The group proposing the ballot measure, Cures Without Cloning, said late Monday afternoon it will revise the language.
Cures Without Cloning proposed the measure last week, seeking to ban a controversial research method that uses human embryos. The ballot language says human life begins when an egg receives “a complete set of forty-six chromosomes and continues through any subsequent stages of embryonic, fetal, postnatal and later development.”
Opponents of the measure say Missourians with conditions like Down, Turner or Klinefelter syndromes, with 45 or 47 chromosomes, depending on the condition, are left out of the definition.
“If you’re one of the thousands of Missourians with a chromosomal abnormality, this amendment defines you as not being human,” said Sessions Cole, vice chair of pediatrics at St. Louis Children’s Hospital, who is a supporter of stem cell research.
He was among opponents of the proposed ballot measure who spoke at an afternoon news conference about the language concern in St. Louis.
Curt Mercadante, spokesman for Cures Without Cloning said, “I guess my short and quick response is, ‘Are they serious?’”
He called the concern a political smoke screen, but said the Cures Without Cloning group didn’t want Missourians to be distracted by it.
“We’re going to go back and strengthen our amendment and revise our language,” he said.
Donn Rubin, chairman of the Missouri Coalition for Lifesaving Cures, said opponents are just beginning to analyze other problems with the language, but he called this one “shocking and egregious.”
“We can already see that this is a deceptively written proposal, and its impact is unknown,” he said.
Mercadante said supporters of embryonic stem cell research are masking the fact that they support the same method that resulted in a cloned animal, Dolly the Sheep. Embryonic stem cell supporters have said the law is clear that human cloning is illegal, and additional wording isn’t necessary.
The proposed ballot measure pushed by Cures Without Cloning attempts to reverse a key portion of last year’s stem cell amendment by creating a new definition for banned human cloning activities.

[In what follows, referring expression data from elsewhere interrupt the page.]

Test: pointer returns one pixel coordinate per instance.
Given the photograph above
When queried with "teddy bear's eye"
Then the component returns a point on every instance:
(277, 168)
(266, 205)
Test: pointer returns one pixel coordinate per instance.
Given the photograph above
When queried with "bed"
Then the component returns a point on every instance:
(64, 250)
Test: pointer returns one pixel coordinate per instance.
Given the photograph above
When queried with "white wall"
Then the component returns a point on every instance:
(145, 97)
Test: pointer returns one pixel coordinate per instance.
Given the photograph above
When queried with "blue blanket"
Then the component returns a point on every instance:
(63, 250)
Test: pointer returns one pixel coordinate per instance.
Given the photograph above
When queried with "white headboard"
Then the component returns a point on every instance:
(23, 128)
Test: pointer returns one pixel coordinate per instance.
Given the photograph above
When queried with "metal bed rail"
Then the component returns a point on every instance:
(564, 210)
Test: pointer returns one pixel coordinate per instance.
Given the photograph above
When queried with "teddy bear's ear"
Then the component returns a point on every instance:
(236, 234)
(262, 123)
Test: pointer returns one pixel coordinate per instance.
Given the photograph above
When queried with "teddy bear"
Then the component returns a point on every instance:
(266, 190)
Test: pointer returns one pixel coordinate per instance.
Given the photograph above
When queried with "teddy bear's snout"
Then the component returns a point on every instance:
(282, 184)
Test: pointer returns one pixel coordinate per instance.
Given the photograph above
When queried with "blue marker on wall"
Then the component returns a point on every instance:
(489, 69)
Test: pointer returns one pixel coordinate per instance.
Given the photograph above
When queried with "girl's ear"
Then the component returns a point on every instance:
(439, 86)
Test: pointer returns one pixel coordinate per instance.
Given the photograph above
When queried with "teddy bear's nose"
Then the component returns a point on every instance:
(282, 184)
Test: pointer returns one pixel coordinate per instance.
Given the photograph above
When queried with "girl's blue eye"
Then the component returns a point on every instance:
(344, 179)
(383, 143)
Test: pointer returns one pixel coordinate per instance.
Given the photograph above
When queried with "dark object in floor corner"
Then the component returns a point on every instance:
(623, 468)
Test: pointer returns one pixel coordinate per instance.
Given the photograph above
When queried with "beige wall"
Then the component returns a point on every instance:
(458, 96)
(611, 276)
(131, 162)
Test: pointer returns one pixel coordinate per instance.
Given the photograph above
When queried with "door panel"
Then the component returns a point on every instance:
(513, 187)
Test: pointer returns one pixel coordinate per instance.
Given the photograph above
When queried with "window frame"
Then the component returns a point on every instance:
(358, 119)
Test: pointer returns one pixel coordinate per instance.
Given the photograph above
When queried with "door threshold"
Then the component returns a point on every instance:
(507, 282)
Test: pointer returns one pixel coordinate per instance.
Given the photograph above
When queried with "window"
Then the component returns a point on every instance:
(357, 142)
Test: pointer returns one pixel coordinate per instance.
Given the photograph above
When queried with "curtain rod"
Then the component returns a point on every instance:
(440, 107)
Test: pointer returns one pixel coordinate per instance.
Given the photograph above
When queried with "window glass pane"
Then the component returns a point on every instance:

The group, and others supporting the measure, want to collect at least 200,000 signatures to get the measure put on the ballot.
The measure would add another cloning definition to the state constitution and prohibit somatic cell nuclear transfer or “any other human cloning technique developed in 5 or 10 years,” Mercadante said. Embryonic stem cell supporters do not see the method as human cloning.
In that method, a human cell is injected into a human egg, which is then stimulated to grow as if it had been fertilized by a sperm. Scientists remove the resulting stem cells for research, destroying the newly formed embryo.
The hope among stem cell supporters is that the method will lead to treatments for Parkinson’s disease, spinal cord injuries and other ailments.
The stem cell amendment, which Missourians passed last year 51 percent to 49 percent, makes it a crime to “clone or attempt to clone a human being.” However, the amendment’s definition of human cloning allows somatic cell nuclear transfer, as long as no one attempts to implant the cloned embryo in a woman’s uterus.
The new ballot proposal would not prohibit other methods of embryonic stem cell research, including those conducted on embryos created, but never used for, in-vitro fertilization.